David Heitz

As CNN's "Newsnight" with Aaron Brown fades to commercial, a viewer might expect to see an advertisement for American Express Financial Advisers or a pitch for the latest Lexus.

Instead, cable TV viewers in the Quad-Cities see snapshots of over-the-top drag queens posing in a flashy ad for Club Fusion, Davenport's newest gay nightspot.

Although only a couple of gay bars flourished in the Quad-Cities as recently as four years ago, the gay community now boasts its own "Rainbow District," a once-rundown stretch of West 2nd Street in Davenport that now serves as an example of how the community has embraced diversity.

The Rainbow District's business owners have turned a street once known for prostitution into a hip neighborhood visited by influential politicians and other local leaders.

"The work that the people have done there has been great," Davenport Mayor Charlie Brooke said. "The restaurants are good and all of the places are clean and well-run."

"I do think that the people who have built on that block have done a wonderful job of restoring it," said Bettendorf Mayor Ann Hutchinson, who frequently shook hands at Rainbow District businesses while campaigning for Congress. "It's a great tribute."

The Rainbow District attracts the yuppie dollar like a magnet.

"Richard Florida, author of ‘Rise of the Creative Class,' notes that communities that welcome and encourage diversity of all types are the magnets for growth," said Tara Barney, DavenportOne's senior vice president for downtown economic development. "Young professionals are attracted to communities that are inclusive and diverse, and the Rainbow District is an example of how that's happening in the Quad-Cities."

As gays and lesbians and their friends around the country recognize National Coming Out Day today, Davenport's Rainbow District has emerged as a financially successful model of how old neighborhoods can be reinvented. Russell Thomas, part-owner of Club Fusion and the owner of T.R. Video in Davenport, estimates more than $2 million has been pumped into renovating the once-forgotten block.

"Mary's smelled like a big old urinal," said Bobby Stansberry, a former bartender and major player on the gay business block. He turned the long-shutdown Birdland at 832 W. 2nd St. into Mary's, a quiet neighborhood bar catering to a low-key crowd. It opened in August 2000.

Stansberry also has a hand in Club Fusion, a disco at 813 W. 2nd St. that opened in April. It offers a thumping state-of-the-art sound system for its clubbers, a cabaret for drag shows and an outdoor deck with a straight-on view of the Centennial Bridge.

"Club Fusion was all greasy and nasty," Thomas said of the former warehouse.

Next door at 811 W. 2nd St., Thomas and Stansberry oversee a restaurant with piano bar called 811 Lockdown. A shocking mix of mirrored walls, red carpet and elaborate chandeliers offer what its television ad calls "a unique dining experience."

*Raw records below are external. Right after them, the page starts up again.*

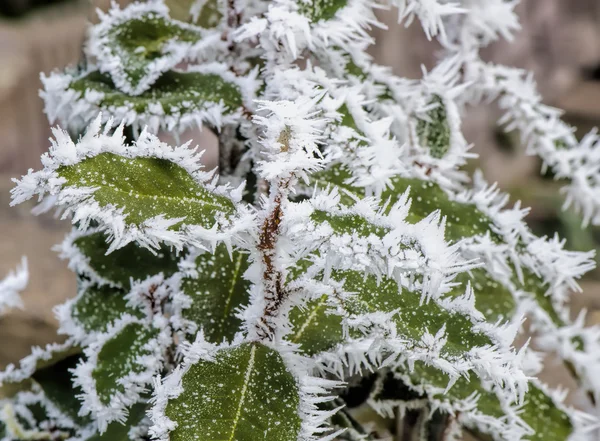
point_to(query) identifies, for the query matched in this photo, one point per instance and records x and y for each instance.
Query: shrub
(343, 258)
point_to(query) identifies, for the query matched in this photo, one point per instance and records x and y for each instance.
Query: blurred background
(559, 42)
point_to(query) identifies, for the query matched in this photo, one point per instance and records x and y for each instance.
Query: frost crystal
(344, 257)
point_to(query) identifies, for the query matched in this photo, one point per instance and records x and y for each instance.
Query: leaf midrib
(247, 376)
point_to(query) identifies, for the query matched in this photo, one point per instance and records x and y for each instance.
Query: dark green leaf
(217, 291)
(120, 357)
(145, 188)
(247, 394)
(129, 262)
(96, 307)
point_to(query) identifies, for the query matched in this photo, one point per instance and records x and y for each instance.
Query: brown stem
(275, 292)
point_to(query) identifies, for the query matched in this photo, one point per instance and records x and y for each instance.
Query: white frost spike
(12, 285)
(291, 139)
(81, 204)
(133, 383)
(173, 52)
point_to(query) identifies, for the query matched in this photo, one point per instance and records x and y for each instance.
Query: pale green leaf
(434, 132)
(119, 357)
(539, 411)
(96, 307)
(124, 264)
(137, 49)
(145, 188)
(177, 93)
(247, 394)
(321, 9)
(314, 327)
(216, 292)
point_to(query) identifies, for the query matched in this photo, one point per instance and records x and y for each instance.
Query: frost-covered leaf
(11, 286)
(121, 431)
(482, 408)
(93, 310)
(208, 94)
(207, 13)
(413, 319)
(138, 44)
(248, 392)
(87, 254)
(145, 188)
(492, 298)
(462, 220)
(434, 129)
(14, 379)
(147, 192)
(314, 327)
(120, 364)
(212, 292)
(321, 9)
(45, 405)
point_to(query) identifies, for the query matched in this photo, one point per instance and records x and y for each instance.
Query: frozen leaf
(138, 44)
(95, 308)
(177, 100)
(244, 392)
(434, 129)
(544, 417)
(120, 364)
(88, 255)
(148, 192)
(315, 327)
(213, 293)
(321, 9)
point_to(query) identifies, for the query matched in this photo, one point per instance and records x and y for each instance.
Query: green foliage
(122, 356)
(216, 292)
(319, 10)
(178, 93)
(125, 264)
(97, 307)
(435, 132)
(145, 188)
(247, 393)
(139, 42)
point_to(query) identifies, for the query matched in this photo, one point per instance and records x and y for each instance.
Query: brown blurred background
(560, 42)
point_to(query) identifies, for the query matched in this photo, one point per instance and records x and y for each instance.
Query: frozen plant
(342, 278)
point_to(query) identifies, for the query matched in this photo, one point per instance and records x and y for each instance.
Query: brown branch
(275, 291)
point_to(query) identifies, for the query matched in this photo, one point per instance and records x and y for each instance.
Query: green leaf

On the other side of the street is Liquid, 822 W. 2nd St., the nightclub that gave birth to the stretch of gay establishments around Thanksgiving Day 1999. The owners — Terry Grimes and Chris Dawson — fulfilled their dream of owning a club where they could throw a huge party to ring in the millennium.

The dance floor at Liquid is a big kid's dream. When partying patrons stomp to the music, the floor beneath them glows like a Lite-Brite. Shock sensors create various light designs. When the high-energy crowd works up a sweat having fun on the dance floor, they can stick their heads under the shower that's tucked into the corner.

Currently, drag performers at Liquid do their routine on the dance floor. A cabaret with a vogue mix of pink and lavender is under construction upstairs, however, and is expected to open soon.

"At first, we were just overwhelmed," Grimes said of the club's immediate success. "We never thought we could go against J.R. He was king of the block forever."

In fact, Grimes and Dawson met at J.R.'s.

Stansberry also waxes nostalgic about J.R.'s, where he worked as a bartender. "When I first came out, he was the only game in town. We used to roll out of there with coins!"

J.R.'s remains a fixture in The District of Rock Island. Owner William Coffey, considered by many in the community to be a gay business pioneer, still pulls in customers after 22 years, mostly for the bar's popular drag shows. Grimes and Dawson also own a bar next to J.R.'s, Augies, as well as an apartment building next to Liquid.

It's business from straight people, however, that is making the Rainbow District thrive. "They love the drag queens," Stansberry said.

Though staunch business rivals, all of the area's gay business owners said attitudes about gay people in the Quad-Cities have improved dramatically in the past five years or so, making all of these businesses possible.

"A lot more straight people now are coming to gay bars in the Quad-Cities,'' Grimes said. "In the last few years, (gay people) have gotten way more acceptance.''

"Especially around here," Dawson added.